Minnesota has not yet proposed any wolf hunting or trapping seasons. But the state Department of Natural Resources on Monday reminded residents that a still-valid state law does allow more leeway on when troublemaking wolves can be killed now that federal protections have been dropped.
Minnesota is again using two wolf management zones. Zone A, the northeastern part of the state, has more protections for wolves, while Zone B, which represents the southern two-thirds of the state, has more flexibility for people to kill wolves to protect livestock and pets.
In the core northern wolf range, Zone A, state law allows owners of livestock or pets to shoot or destroy wolves only that pose an immediate threat to their animals on their own property. “Immediate threat” means the owner observed a wolf in the act of stalking, attacking or killing livestock, a guard animal or a domestic pet under the supervision of the owner.
In all cases, a person shooting or destroying a wolf under these provisions must protect all evidence, and report the taking to a DNR conservation officer within 48 hours. The wolf carcass must be surrendered to the conservation officer.
In the southern two-thirds of the state, Zone B, a person may shoot a wolf at any time to protect livestock, domestic animals or domestic pets on land they own, lease or manage. The “immediate threat” circumstance does not apply. The owner must notify a DNR conservation officer within 48 hours of taking the wolf and must surrender the wolf carcass to the conservation officer. People in Zone B also may employ a state-certified wolf predator controller to trap wolves on or within 1 mile of land they own, lease or manage.

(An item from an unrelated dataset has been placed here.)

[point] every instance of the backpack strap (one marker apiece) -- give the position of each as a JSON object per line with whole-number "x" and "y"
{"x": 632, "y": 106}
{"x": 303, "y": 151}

State statute also allows harassment of wolves that are within 500 yards of people, buildings, livestock or domestic pets to discourage wolves from contacting people and domestic animals. Wolves can't be attracted or searched out for purposes of harassment, and harassment cannot result in physical harm to the wolves.
Similar to federal regulations, state statute allows anyone to take a wolf at any time to defend human life, although there is no record of anyone ever being killed by a wolf in Minnesota.
- Read about the October federal announcement to delist wolves.
- Read about Wisconsin's plan for a fall, 2021 wolf hunting season.
- Read why some groups are suing the federal government to stop wolf delisting.
Wolves were federally protected from 1975 to 2012 when they were first removed from the endangered species list after their numbers had built up across the western Great Lakes region. A December 2014 court order reinstated federal protection until the Trump administration moved this fall to formally remove them again.
Environmental groups have sued the federal government saying the so-called delisting of wolves, announced in late October, was premature and threatens to push the animal back to the brink of extinction.
Meanwhile the Wisconsin DNR announced in December its intentions of restarting a wolf hunting season in fall 2021 that has been on hold since the 2014 court order.
Minnesota has about 2,700 wolves while Wisconsin has more than 1,000 and Michigan’s Upper Peninsula more than 500.
The Minnesota DNR is currently updating its wolf management plan. The issue may surface at the upcoming legislative session, but Gov. Tim Walz has said he does not support a sport hunting or trapping season on wolves.